Dans le cadre de ces règles SHR, si un des 3 tests est réussi au titre de l’exercice considéré, alors aucun impôt complémentaire n’est dû au titre du Pilier 2, sans qu’un calcul GloBE ne soit nécessaire.
Le test n° 2 (test de taux effectif d’imposition simplifié) est rempli lorsque le taux effectif d’imposition (TEI) du pays est supérieur à 15 % au titre de l’exercice 2024 et 16 % au titre de l’exercice 2025 (les deux exercices nous concernant). Ce TEI est déterminé par le rapport entre, d’une part, l’impôt comptabilisé dans la norme de consolidation (somme de l’impôt courant et de l’impôt différé comptabilisés, abstraction faite des provisions pour risque fiscal) et, d’autre part, le résultat avant impôt.
Pour les groupes français concernés par la contribution exceptionnelle en 2024 et en 2025, la charge d’impôt courant 2024 (et 2025) est susceptible d’être plus élevée avec la contribution exceptionnelle que sans son application. En revanche, selon que les différences temporaires identifiées comme devant se retourner en 2025, sont source d’impôt différé actif ou d’impôt différé passif, la charge d’impôt différé nette est de son côté susceptible d’être plus ou moins élevée.
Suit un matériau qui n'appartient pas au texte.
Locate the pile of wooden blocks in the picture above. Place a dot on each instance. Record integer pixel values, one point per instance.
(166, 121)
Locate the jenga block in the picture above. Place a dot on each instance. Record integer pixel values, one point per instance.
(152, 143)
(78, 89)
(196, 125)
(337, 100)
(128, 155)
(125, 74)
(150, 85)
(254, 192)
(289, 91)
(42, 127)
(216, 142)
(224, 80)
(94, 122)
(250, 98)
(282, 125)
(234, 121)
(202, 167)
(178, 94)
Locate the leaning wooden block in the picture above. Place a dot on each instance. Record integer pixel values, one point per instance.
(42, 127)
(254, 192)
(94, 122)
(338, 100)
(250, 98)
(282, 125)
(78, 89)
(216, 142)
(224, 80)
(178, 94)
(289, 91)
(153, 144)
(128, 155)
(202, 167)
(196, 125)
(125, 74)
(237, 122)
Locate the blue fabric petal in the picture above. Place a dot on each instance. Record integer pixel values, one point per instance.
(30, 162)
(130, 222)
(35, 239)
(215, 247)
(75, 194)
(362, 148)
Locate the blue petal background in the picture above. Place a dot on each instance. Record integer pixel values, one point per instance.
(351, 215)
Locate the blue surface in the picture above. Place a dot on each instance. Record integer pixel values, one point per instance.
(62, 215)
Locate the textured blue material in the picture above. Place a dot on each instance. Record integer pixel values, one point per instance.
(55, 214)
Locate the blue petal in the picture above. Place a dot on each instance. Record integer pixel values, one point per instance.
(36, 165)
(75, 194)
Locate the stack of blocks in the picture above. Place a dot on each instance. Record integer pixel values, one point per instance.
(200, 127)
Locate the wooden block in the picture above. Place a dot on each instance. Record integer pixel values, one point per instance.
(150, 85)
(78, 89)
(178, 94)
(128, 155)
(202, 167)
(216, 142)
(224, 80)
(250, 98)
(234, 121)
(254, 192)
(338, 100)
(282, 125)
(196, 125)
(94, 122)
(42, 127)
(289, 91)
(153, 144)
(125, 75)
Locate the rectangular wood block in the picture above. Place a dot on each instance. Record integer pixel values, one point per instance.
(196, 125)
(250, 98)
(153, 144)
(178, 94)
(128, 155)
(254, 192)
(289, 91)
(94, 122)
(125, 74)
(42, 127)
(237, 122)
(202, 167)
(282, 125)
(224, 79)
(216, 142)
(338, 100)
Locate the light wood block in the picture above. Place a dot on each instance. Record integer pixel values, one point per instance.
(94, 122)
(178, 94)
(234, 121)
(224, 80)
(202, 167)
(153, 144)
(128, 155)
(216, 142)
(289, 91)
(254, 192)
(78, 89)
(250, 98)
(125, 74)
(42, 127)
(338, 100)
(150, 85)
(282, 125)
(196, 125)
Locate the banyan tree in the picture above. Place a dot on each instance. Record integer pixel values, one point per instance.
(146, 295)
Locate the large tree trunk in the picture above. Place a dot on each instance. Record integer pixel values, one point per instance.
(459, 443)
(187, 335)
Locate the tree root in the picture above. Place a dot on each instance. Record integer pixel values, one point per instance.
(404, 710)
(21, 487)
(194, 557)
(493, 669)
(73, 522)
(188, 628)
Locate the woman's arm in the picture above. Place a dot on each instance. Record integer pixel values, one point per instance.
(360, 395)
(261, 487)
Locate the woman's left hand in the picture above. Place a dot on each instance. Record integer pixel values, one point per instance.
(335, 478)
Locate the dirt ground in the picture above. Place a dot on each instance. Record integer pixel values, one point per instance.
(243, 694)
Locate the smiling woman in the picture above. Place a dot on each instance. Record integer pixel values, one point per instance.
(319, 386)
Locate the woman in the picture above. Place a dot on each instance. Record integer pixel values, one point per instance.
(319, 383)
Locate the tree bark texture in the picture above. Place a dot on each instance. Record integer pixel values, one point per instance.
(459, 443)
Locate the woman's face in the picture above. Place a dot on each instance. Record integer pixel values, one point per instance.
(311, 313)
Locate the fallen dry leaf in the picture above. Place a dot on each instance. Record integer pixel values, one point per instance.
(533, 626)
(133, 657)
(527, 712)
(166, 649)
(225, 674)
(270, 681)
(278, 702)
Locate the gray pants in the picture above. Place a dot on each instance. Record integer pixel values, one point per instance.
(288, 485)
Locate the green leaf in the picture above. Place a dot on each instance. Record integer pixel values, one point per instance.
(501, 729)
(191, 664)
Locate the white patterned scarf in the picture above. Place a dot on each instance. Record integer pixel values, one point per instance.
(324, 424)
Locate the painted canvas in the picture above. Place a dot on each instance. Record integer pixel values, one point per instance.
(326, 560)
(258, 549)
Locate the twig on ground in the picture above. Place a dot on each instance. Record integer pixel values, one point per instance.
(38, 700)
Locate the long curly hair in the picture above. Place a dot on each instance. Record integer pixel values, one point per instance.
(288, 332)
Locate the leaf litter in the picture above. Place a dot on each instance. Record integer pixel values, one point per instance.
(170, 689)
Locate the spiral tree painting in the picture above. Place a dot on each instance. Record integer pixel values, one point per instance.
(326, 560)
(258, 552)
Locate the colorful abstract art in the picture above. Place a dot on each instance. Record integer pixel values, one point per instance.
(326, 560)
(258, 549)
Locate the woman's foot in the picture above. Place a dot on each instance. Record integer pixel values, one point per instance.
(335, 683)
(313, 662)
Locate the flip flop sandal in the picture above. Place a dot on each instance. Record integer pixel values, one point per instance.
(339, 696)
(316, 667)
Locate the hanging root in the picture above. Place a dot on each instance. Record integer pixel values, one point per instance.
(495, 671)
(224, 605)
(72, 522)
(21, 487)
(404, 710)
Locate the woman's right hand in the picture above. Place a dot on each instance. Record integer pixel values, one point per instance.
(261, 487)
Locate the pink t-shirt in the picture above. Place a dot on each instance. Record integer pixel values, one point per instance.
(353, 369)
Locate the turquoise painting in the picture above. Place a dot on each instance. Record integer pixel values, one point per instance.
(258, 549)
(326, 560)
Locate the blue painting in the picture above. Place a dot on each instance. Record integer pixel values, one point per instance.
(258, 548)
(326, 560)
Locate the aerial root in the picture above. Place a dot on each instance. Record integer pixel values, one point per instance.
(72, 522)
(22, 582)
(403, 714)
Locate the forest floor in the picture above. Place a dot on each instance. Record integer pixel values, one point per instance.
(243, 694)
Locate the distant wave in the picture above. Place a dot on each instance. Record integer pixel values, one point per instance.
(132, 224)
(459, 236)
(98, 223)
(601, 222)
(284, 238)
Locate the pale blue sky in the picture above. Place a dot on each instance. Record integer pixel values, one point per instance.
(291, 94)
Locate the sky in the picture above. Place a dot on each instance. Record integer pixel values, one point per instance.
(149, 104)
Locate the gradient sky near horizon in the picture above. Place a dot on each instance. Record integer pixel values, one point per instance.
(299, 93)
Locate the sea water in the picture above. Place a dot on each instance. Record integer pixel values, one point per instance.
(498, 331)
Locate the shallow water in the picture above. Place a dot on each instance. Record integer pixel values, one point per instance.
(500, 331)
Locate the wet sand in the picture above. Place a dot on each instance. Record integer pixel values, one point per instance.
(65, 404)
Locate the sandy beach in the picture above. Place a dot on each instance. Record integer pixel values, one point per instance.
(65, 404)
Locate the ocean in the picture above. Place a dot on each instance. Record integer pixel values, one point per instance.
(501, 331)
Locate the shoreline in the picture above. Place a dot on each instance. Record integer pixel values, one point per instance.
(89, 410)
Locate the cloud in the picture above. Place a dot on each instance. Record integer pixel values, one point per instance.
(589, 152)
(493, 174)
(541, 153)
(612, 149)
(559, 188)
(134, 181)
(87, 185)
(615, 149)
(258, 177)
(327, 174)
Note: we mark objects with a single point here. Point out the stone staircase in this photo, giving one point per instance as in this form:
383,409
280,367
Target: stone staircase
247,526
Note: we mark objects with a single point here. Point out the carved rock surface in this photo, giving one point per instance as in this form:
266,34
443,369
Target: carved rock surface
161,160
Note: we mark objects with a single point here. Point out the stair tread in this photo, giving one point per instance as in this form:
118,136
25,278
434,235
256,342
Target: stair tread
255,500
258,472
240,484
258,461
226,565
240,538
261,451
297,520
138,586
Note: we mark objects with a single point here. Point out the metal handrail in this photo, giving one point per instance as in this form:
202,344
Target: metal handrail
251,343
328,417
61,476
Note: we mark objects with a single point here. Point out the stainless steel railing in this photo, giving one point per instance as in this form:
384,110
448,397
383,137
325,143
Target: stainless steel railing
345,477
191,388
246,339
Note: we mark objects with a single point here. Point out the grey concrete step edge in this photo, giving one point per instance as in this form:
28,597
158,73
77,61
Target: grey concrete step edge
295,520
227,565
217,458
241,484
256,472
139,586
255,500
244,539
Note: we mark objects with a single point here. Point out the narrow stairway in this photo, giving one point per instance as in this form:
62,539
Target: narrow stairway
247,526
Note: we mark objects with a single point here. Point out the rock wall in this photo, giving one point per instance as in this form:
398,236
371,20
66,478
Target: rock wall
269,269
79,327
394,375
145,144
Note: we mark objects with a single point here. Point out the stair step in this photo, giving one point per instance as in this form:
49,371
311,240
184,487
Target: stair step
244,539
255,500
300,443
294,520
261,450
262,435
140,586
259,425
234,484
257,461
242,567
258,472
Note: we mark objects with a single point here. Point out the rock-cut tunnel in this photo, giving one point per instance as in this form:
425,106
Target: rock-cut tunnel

De la sorte, en fonction des éléments source d’impôt différé se retournant en 2025 (et donc devant être valorisés en termes d’impôt différé dès 2024 en utilisant le taux de 27,58 % ou 30,15 % selon que le chiffre d’affaires est supérieur à un milliard d’euros ou supérieur à trois milliards d’euros), la charge d’impôt différé 2024 sera supérieure ou inférieure à celle qui aurait été comptabilisée sans la contribution. En fonction du poids relatif dudit impôt différé, la contribution exceptionnelle et temporaire est dès lors susceptible d’entraîner un TEI inférieur ou supérieur au seuil fatidique de 15 %. À défaut de passer les deux autres tests (test de mini mis et test du profit de routine ou de substance), le groupe est susceptible de sortir des règles de simplification (sans pouvoir y revenir au titre des exercices suivants).
En 2025, la hausse de la charge d’impôt courant comptabilisée, générée par l’application de la contribution exceptionnelle, devrait être en partie compensée par le retournement de l’impôt différé comptabilisé fin 2024 le cas échéant. En effet, les impôts différés permettent de rattacher les effets de la taxation future d’une opération dès son exercice de comptabilisation.
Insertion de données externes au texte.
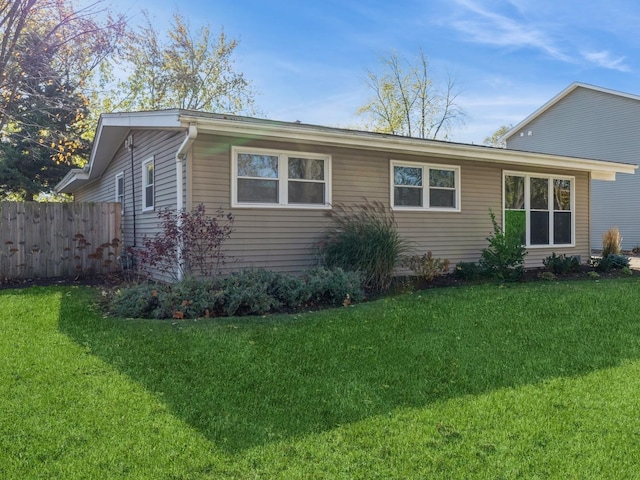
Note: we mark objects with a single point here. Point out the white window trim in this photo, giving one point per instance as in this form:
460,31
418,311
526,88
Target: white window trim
425,186
119,197
527,200
145,207
283,180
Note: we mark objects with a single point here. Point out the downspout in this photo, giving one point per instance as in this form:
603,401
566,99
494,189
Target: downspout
181,154
129,145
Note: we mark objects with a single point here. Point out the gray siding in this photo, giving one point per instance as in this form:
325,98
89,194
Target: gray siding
283,239
599,125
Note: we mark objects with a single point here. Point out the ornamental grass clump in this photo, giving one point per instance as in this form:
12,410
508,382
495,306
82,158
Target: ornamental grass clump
611,242
363,238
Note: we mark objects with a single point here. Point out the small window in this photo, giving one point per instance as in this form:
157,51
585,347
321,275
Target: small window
148,180
267,178
539,209
425,187
120,190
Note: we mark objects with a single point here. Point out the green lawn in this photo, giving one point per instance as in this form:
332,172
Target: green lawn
526,381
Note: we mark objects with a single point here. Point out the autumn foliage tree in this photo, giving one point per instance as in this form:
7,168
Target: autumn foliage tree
180,68
406,100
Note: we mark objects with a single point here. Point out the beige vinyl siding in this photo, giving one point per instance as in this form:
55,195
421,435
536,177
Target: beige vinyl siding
599,125
283,238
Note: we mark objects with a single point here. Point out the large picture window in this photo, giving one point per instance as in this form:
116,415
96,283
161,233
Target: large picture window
267,178
425,187
539,208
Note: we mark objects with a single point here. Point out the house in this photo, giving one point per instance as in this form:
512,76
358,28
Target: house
279,179
592,122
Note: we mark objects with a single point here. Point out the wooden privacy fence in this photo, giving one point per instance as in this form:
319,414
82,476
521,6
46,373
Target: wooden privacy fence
44,240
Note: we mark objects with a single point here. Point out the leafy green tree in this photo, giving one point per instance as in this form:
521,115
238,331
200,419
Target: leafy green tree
44,137
49,52
405,100
184,69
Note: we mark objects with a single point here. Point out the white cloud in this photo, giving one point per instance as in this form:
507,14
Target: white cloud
606,60
495,29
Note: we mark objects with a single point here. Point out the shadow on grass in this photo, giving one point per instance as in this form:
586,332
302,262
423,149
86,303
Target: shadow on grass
246,382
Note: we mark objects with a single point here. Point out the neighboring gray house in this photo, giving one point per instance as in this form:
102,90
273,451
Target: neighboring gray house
279,179
592,122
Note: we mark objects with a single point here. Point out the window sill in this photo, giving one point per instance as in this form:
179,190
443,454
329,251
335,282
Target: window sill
280,207
541,247
421,209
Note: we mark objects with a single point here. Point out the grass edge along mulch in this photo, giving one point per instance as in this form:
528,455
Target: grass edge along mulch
477,382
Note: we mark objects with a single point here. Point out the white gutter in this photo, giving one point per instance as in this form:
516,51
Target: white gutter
181,154
602,170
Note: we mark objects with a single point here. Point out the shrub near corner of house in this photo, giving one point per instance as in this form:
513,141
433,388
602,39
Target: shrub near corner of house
426,267
362,238
561,264
611,242
195,237
248,292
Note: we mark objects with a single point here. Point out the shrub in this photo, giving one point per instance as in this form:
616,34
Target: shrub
548,276
504,257
333,287
249,292
562,264
467,271
426,266
190,243
364,239
610,262
611,242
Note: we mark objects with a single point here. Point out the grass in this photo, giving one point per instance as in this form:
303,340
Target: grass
526,381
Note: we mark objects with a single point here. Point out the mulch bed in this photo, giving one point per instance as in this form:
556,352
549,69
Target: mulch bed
449,280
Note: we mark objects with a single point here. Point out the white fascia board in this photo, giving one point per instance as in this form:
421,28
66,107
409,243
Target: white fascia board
396,144
158,119
68,180
122,122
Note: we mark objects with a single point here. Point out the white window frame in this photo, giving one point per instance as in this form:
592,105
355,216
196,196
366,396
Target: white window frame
283,178
527,206
119,194
425,186
146,184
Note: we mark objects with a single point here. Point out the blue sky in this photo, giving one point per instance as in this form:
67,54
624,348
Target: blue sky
307,59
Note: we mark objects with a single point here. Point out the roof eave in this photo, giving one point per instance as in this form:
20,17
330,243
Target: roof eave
396,144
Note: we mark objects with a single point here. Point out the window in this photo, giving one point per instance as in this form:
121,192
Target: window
539,208
120,190
425,187
267,178
148,180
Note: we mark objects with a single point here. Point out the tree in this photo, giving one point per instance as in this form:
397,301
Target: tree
494,139
48,54
182,71
406,101
45,136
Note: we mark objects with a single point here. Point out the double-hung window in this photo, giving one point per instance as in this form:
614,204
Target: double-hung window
268,178
148,182
119,183
418,186
539,208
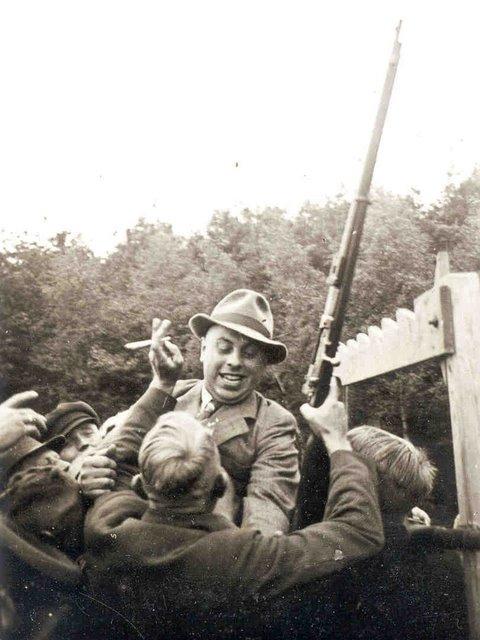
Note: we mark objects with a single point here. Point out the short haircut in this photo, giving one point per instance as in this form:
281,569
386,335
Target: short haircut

Dans l’hypothèse où le groupe ne pourrait pas bénéficier des règes de simplification en France, le calcul GloBE devra alors être effectué.
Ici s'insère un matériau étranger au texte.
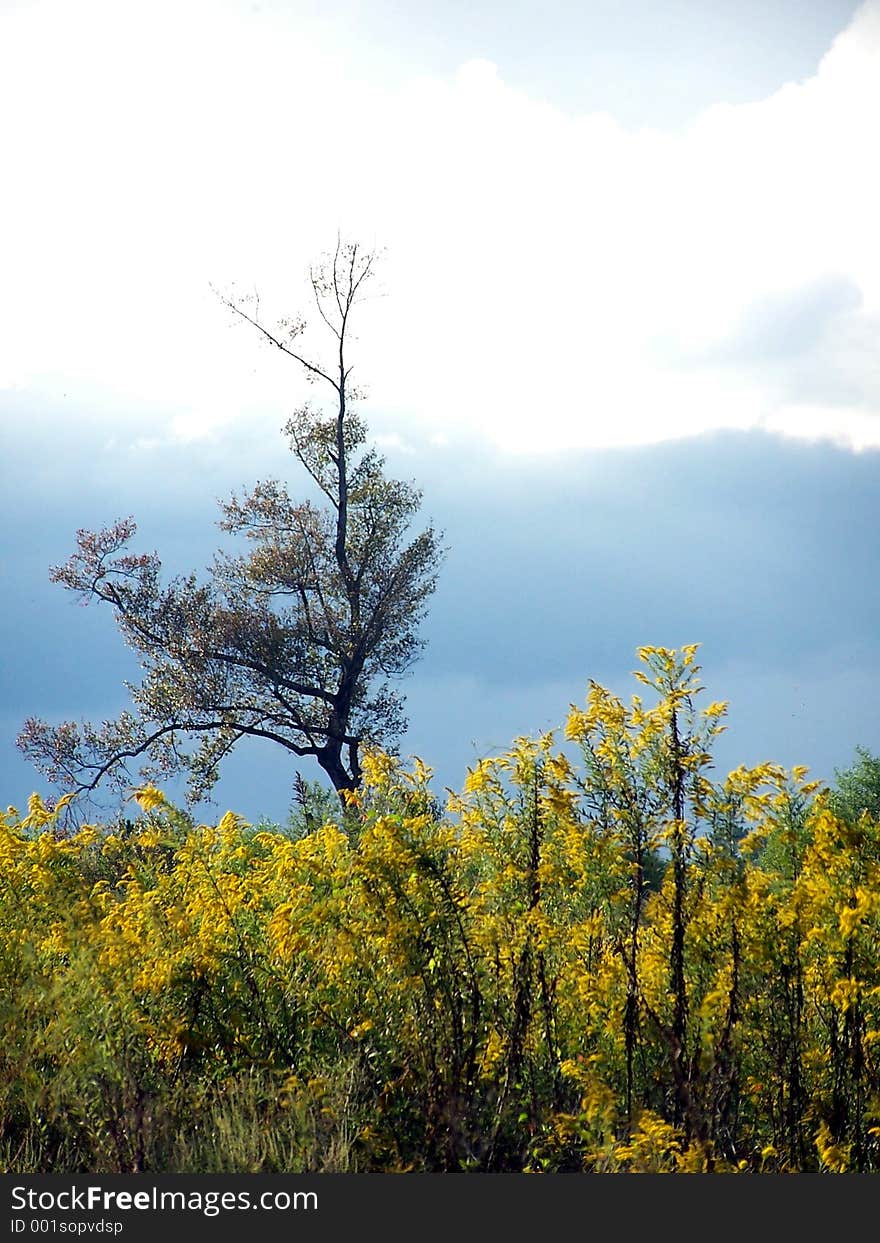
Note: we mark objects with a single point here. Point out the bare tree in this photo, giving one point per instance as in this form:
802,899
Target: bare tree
295,640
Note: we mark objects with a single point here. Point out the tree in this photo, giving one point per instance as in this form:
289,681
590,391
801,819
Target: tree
296,639
857,788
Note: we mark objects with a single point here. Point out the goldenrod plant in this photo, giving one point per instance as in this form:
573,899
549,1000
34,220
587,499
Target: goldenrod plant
597,957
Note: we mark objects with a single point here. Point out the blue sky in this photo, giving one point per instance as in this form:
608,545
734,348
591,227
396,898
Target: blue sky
627,343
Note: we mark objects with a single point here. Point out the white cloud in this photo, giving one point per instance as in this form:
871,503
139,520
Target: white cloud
553,281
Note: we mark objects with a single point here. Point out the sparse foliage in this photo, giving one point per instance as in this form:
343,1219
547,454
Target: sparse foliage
298,639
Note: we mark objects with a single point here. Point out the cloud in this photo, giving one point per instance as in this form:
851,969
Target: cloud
554,281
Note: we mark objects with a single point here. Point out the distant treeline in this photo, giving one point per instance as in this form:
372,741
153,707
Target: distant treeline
594,958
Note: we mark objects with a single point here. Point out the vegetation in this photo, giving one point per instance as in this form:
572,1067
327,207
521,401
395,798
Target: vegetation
597,958
293,642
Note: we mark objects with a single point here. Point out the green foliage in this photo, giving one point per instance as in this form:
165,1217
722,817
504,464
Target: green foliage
857,789
594,958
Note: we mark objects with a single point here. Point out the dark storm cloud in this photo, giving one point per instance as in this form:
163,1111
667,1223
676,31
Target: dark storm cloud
761,550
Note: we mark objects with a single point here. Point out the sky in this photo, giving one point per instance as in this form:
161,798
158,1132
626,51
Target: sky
627,341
Calcul GloBE – Pour rappel, dans le cadre des calculs de TEi GloBE, l’impôt différé retenu ne tient pas compte des effets liés aux changements de taux, d’autant plus que les impôts différés doivent obligatoirement être recalculés au taux de 15 % si le taux d’IS national est plus élevé. De la sorte, l’impact en compte de résultat de la réévaluation des impôts différés à la clôture de l’exercice 2024 au titre des différences temporaires/déficits devant se retourner au cours de l’exercice 2025, ne devra pas être pris en compte. En revanche, la charge d’impôt courant au titre de l’exercice 2024 (ainsi que celle au titre de 2025) tiendra compte de la charge de contribution comptabilisée au titre de l’exercice, ce qui devrait être favorable pour le test n’ 2.
1 Nd.A : Les discussions en première lecture du projet de texte étant encore en cours au moment où nous écrivons ces lignes, notre analyse repose sur la version originelle du texte.